The arch had carried a railway line over Leigh Road for more than a century. But it was a narrow bridge spanning the increasingly busy A31 and walking under it was a dangerous business.

Wimborne’s railway station had been closed to passengers in the early phases of the Beeching cuts in 1964. Regular goods services had stopped in 1966, and by the 1970s, the line over Leigh Arch was mainly used for supplying the Army petroleum depot at West Moors.

Concerns about the safety of Leigh Arch resulted in a petition being raised in 1973. Campaigner Winifred White handed the signatures to North Dorset MP David James following a demonstration in March 1973. Protesters carried signs saying “Down with the arch” and “We want action now, in 1973 – not 2073.”

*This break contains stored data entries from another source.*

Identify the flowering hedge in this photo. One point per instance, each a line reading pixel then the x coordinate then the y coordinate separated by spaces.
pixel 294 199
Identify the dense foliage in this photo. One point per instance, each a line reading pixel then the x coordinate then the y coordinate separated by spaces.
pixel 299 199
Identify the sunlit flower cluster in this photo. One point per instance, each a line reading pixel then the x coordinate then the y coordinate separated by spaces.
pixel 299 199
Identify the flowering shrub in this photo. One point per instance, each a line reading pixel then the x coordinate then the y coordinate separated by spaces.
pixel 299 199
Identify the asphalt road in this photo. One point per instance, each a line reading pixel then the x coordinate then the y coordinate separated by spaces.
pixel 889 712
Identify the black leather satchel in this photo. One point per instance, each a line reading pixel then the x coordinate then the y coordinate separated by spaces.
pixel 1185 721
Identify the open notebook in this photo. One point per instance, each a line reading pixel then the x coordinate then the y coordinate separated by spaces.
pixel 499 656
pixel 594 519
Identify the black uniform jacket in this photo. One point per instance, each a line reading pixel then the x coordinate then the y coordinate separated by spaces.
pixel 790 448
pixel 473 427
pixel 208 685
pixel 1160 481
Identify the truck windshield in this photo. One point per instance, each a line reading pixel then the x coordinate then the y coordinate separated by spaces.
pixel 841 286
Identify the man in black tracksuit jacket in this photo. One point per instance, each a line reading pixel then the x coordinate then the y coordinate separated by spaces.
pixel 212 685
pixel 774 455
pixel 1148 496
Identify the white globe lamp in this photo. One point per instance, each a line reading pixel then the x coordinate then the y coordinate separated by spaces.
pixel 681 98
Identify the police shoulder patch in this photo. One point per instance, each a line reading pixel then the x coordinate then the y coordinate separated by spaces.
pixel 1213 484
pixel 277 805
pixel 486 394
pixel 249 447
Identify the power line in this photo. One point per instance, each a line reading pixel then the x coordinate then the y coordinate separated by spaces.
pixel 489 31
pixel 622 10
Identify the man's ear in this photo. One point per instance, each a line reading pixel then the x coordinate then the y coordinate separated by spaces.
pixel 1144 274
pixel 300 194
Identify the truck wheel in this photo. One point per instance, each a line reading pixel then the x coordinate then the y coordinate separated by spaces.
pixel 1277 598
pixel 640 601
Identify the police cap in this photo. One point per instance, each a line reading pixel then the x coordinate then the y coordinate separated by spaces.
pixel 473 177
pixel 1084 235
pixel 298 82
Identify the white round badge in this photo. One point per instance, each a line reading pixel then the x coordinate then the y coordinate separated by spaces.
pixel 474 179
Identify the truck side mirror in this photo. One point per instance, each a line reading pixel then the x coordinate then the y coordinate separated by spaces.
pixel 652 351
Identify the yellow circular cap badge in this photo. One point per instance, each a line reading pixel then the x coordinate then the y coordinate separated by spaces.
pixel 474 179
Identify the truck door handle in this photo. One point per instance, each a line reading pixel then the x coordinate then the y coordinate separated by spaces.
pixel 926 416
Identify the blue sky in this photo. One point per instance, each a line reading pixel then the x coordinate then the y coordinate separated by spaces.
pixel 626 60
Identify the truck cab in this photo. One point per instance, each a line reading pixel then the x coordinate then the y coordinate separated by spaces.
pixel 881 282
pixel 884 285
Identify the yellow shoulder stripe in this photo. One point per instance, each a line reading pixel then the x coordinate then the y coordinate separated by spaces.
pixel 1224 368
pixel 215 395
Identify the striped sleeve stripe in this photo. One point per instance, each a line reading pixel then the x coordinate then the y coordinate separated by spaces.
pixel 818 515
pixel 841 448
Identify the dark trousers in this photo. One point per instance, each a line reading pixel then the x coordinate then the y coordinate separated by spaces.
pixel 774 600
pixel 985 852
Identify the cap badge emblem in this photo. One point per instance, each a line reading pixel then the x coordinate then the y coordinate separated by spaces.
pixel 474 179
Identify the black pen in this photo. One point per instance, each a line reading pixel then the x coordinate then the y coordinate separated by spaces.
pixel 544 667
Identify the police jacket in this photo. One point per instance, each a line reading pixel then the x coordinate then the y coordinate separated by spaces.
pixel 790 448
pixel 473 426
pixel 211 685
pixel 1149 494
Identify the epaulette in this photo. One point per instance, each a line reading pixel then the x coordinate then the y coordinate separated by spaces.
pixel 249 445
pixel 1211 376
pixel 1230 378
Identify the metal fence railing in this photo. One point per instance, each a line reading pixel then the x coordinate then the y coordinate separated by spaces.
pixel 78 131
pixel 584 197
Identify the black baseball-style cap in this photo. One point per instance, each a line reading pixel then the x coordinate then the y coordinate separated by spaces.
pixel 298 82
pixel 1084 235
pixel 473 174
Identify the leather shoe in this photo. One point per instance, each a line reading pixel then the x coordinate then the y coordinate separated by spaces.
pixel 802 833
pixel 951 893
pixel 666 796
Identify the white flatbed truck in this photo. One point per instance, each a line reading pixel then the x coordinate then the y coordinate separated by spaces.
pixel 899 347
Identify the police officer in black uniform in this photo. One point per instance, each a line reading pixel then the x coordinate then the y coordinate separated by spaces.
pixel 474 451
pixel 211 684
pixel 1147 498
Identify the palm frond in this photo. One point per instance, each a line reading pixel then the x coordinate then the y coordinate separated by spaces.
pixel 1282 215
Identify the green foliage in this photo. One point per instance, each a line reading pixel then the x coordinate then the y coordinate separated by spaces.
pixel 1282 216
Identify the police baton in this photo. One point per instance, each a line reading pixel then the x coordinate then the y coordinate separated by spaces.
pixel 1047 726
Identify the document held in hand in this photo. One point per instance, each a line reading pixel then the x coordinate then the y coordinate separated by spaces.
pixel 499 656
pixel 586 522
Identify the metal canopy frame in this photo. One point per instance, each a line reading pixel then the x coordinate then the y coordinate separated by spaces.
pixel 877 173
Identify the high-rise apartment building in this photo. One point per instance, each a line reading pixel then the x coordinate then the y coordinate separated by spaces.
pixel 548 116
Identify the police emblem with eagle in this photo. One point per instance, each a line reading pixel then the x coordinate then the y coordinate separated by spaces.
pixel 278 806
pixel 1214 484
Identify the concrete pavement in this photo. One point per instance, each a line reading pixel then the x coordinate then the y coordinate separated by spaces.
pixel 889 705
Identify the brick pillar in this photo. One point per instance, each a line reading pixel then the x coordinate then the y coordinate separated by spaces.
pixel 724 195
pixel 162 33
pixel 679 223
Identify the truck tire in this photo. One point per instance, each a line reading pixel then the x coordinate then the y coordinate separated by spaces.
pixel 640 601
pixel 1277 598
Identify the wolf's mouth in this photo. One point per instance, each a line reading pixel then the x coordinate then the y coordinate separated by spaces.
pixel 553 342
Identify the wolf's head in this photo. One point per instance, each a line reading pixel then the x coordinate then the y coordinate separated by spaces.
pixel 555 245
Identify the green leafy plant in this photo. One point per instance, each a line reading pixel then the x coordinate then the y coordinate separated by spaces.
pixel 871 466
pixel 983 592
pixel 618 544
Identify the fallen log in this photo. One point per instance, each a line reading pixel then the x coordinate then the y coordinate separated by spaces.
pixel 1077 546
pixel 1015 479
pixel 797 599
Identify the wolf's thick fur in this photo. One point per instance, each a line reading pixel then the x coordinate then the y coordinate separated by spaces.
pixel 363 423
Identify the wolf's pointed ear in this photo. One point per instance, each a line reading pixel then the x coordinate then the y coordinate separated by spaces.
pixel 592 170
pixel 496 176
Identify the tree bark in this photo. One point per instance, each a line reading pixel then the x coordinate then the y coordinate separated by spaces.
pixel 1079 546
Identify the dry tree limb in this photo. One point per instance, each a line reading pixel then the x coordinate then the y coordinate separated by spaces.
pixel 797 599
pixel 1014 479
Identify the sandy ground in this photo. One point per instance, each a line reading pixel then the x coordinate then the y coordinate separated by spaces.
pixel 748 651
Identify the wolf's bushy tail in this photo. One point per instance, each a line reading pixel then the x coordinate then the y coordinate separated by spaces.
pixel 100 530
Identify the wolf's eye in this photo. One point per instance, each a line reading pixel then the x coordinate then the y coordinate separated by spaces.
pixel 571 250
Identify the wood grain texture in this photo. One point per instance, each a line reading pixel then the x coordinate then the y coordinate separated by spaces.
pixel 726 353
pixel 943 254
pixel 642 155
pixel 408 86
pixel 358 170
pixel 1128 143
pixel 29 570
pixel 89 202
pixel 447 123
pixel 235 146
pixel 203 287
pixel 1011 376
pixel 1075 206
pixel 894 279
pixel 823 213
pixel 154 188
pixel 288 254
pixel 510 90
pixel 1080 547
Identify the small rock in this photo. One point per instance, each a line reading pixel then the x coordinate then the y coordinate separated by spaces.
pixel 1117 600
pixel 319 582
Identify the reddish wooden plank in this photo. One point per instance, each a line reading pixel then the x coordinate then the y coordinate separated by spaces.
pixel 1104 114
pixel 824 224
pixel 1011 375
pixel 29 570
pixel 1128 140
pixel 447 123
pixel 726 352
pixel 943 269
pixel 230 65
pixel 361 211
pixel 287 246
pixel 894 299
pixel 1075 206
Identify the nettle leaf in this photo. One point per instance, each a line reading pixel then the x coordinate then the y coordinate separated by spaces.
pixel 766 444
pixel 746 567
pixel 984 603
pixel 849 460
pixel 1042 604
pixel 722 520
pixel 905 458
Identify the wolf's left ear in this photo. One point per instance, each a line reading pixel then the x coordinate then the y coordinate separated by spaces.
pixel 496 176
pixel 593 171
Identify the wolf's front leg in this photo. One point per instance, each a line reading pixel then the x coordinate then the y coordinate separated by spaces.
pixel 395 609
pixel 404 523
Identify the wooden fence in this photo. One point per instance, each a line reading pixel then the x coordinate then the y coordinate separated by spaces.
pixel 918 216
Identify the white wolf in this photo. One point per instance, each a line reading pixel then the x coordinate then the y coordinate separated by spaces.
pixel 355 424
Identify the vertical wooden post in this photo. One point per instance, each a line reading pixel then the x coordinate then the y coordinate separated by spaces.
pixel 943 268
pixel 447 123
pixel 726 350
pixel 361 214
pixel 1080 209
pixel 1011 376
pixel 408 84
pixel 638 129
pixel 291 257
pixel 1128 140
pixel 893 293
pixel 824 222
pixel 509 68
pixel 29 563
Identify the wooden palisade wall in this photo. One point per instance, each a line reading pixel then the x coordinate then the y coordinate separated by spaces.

In late 1974, the Ministry of Defence stopped using the railway line to supply the fuel depot, electing to use the road instead. The decision paved the way for the campaigners to get what they had been asked for. The track north of the decaying Wimborne station was lifted from October 1974 and in March 1975, Leigh Arch finally disappeared.

The A31 was to be widened when the bridge was down, and the Echo noted that council workmen would return the next weekend with an air-driven power hammer to knock down the abutments and prepare for the widening.

The paper presented ‘before’ and ‘after’ pictures under the inevitable headline “Now you see it, now you don’t.”